Two Bears, 2022, oil on canvas, 45 x 45”
On a Ram, 2022, oil on canvas, 40 x 40”
How does Sarazhin plan when uncertainty dominates his life? He shrugs, “After February [24], we think only about one week ahead, because we don’t know what will happen next. We do what we can do right now, preparing for exhibitions. We’ll see…” But good people have helped to provide stability, and are weaving new lines together into a pattern of kindness and mutual aid. In June, a popular Ukrainian politician, Geo Leros, a member of parliament who is an advocate for the artists of his nation and a movie maker and artist himself, read about Sarazhin’s stranded paintings on social media and offered to rescue them from Kharkiv.
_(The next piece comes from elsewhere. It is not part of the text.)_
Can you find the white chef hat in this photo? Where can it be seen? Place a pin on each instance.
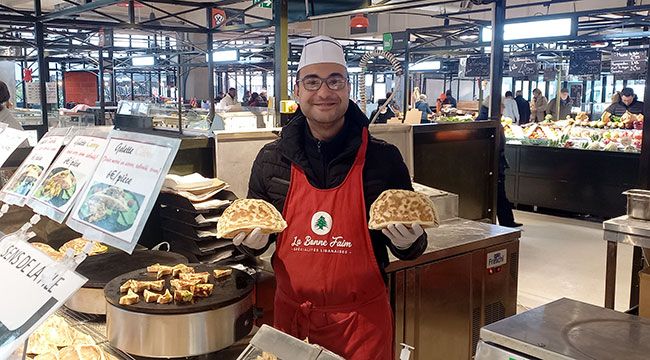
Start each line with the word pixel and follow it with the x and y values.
pixel 321 49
He was the right man for the job. Leros is a member of a paramilitary police regiment known as “Safari,” whose members clear wreckage, removing unexploded ordinance and booby-traps abandoned by retreating Russian forces. Although they had never met, Sarazhin mailed his door keys to Leros, who rode the train across the country with his brother Gor, a surgeon. Using a video phone, Leros walked Sarazhin through the security gates which protected his home, and into the condo, where Sarazhin told him where to find important documents, savings and the keys to the studio and their car. At the empty studio, the hands of the surgeon and the soldier-politician set to the work of artists, pulling staples from the backs of stretcher bars, rolling canvases, wrapping panels for their journey. They loaded Sarazhin’s car, and the brothers weaved through the craters and rubble to the relative safety of Kyiv, where Leros shipped the paintings away from the war for exhibit at Galerie Thomas Fuchs in peaceful Stuttgart, Germany. Grateful, Sarazhin and Kalaichi asked Leros to donate the car to an aid agency helping hungry civilians.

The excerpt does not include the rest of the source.